A administração Trump anunciou na quarta-feira que os Estados Unidos vão gastar 5 mil milhões de dólares para colocar a inteligência artificial, a tecnologia por trás de ferramentas como ChatGPT e Google Search, a trabalhar em alguns dos problemas científicos mais antigos e desafiantes.

Quinze agências federais vão partilhar o financiamento. Os seus objetivos declarados são ambiciosos: descobrir o que realmente causa doenças crónicas, encontrar novos medicamentos mais rapidamente e construir materiais que durem mais tempo.

Michael Kratsios, conselheiro de tecnologia do Presidente Donald Trump, disse à Reuters que os cientistas participantes vão ter acesso aos supercomputadores do Departamento de Energia, que são máquinas milhares de vezes mais poderosas do que um computador portátil típico, juntamente com ferramentas de IA especializadas e conjuntos de dados, as grandes coleções organizadas de dados a partir das quais os sistemas de IA aprendem.

A ideia prática é simples. Executar experiências no mundo físico é lento e caro. A IA pode analisar enormes quantidades de investigação e dados existentes, identificar padrões que os humanos não conseguiriam detetar e sugerir quais as experiências que vale a pena tentar a seguir. Este processo, se funcionar como prometido, poderia reduzir em anos o tempo que um novo medicamento ou tratamento médico leva para chegar aos doentes.

O que significa isto para as pessoas comuns?

Se o programa der resultado, os doentes com condições como diabetes, doenças cardíacas ou cancro poderiam ver melhores tratamentos chegar mais cedo do que o teriam feito de outra forma. Essa é a ambição. A ressalva é real: os grandes programas científicos governamentais costumam levar muitos anos a produzir resultados que alguém fora de um laboratório consiga sentir.

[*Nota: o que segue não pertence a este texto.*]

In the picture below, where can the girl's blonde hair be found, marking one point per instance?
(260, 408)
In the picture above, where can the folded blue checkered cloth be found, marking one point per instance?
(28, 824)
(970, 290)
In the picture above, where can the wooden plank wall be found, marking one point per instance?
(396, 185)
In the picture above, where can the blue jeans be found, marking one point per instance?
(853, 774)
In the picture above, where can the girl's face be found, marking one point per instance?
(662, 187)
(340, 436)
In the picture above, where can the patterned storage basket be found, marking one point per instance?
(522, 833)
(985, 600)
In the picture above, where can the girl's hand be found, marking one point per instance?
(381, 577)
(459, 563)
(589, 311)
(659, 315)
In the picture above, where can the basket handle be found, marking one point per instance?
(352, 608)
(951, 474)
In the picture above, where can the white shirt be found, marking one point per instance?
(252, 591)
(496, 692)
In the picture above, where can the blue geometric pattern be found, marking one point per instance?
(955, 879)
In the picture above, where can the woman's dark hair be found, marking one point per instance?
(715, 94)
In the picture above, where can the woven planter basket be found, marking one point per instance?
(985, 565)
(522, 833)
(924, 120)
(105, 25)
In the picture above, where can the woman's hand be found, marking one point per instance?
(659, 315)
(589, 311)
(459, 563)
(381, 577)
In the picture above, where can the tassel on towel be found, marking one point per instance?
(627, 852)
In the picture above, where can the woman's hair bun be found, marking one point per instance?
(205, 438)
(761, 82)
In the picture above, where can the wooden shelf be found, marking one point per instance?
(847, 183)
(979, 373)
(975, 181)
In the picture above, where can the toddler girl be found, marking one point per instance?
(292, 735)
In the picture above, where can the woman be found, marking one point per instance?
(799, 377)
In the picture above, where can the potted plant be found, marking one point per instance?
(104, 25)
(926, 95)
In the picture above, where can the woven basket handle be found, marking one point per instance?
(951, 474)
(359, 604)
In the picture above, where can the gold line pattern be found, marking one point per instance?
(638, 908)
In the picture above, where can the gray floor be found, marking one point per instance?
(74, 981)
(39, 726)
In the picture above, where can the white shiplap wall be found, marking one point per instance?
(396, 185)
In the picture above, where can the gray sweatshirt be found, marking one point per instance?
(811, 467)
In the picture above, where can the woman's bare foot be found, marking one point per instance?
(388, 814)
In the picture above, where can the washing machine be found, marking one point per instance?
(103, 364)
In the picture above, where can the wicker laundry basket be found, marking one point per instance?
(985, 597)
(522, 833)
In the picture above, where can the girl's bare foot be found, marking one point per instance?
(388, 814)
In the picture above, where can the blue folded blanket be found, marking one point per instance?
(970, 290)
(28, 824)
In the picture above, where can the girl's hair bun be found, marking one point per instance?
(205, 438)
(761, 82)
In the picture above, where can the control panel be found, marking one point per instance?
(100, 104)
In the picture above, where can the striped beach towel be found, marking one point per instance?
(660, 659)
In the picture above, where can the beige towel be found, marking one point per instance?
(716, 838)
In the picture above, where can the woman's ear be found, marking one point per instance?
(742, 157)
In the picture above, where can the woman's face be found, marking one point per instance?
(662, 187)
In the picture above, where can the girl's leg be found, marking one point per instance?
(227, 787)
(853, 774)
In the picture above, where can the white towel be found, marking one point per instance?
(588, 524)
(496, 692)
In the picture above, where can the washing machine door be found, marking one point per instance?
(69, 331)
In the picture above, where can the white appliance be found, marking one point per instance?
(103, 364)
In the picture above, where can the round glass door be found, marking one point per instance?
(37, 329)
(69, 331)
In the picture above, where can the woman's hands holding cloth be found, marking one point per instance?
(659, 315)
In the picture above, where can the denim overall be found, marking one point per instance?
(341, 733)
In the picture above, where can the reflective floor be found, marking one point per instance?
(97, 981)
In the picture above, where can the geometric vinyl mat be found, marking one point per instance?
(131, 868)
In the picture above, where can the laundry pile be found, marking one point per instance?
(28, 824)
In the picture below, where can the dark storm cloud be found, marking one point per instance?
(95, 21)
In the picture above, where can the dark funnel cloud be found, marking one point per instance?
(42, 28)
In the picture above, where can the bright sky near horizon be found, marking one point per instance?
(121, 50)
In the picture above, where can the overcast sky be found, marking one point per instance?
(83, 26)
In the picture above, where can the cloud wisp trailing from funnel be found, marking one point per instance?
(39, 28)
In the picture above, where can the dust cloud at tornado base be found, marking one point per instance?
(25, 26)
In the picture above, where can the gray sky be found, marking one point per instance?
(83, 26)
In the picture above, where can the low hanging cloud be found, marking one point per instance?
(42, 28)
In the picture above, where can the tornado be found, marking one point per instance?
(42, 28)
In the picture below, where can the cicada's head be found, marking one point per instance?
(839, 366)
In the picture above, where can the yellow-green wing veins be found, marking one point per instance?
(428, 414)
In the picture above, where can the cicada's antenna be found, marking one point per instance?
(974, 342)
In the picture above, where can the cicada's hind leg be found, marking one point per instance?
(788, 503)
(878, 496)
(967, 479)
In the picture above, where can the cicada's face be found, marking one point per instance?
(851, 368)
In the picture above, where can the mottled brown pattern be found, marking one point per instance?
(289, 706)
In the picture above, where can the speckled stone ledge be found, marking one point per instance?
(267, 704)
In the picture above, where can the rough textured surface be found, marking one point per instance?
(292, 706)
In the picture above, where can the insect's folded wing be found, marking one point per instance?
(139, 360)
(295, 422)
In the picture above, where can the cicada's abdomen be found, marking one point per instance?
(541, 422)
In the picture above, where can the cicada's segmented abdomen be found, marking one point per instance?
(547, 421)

O anúncio também sinaliza uma mudança na forma como o governo federal distribui dinheiro para investigação. Em vez de encaminhar a maioria do financiamento através de universidades, a administração diz que quer direcionar mais dinheiro diretamente para cientistas individuais e projetos focados em IA. Esta mudança preocupa alguns investigadores, uma vez que as universidades fornecem os laboratórios partilhados, equipamento e pessoal de apoio que tornam a ciência independente possível. A administração ainda não explicou em detalhe como é que este novo modelo funcionaria na prática.

A Guardian AI reportou primeiro os detalhes fundamentais do anúncio. As especificações completas sobre quais as agências que recebem quais as porções dos 5 mil milhões de dólares e em que cronograma ainda não tinham sido divulgadas no momento da publicação.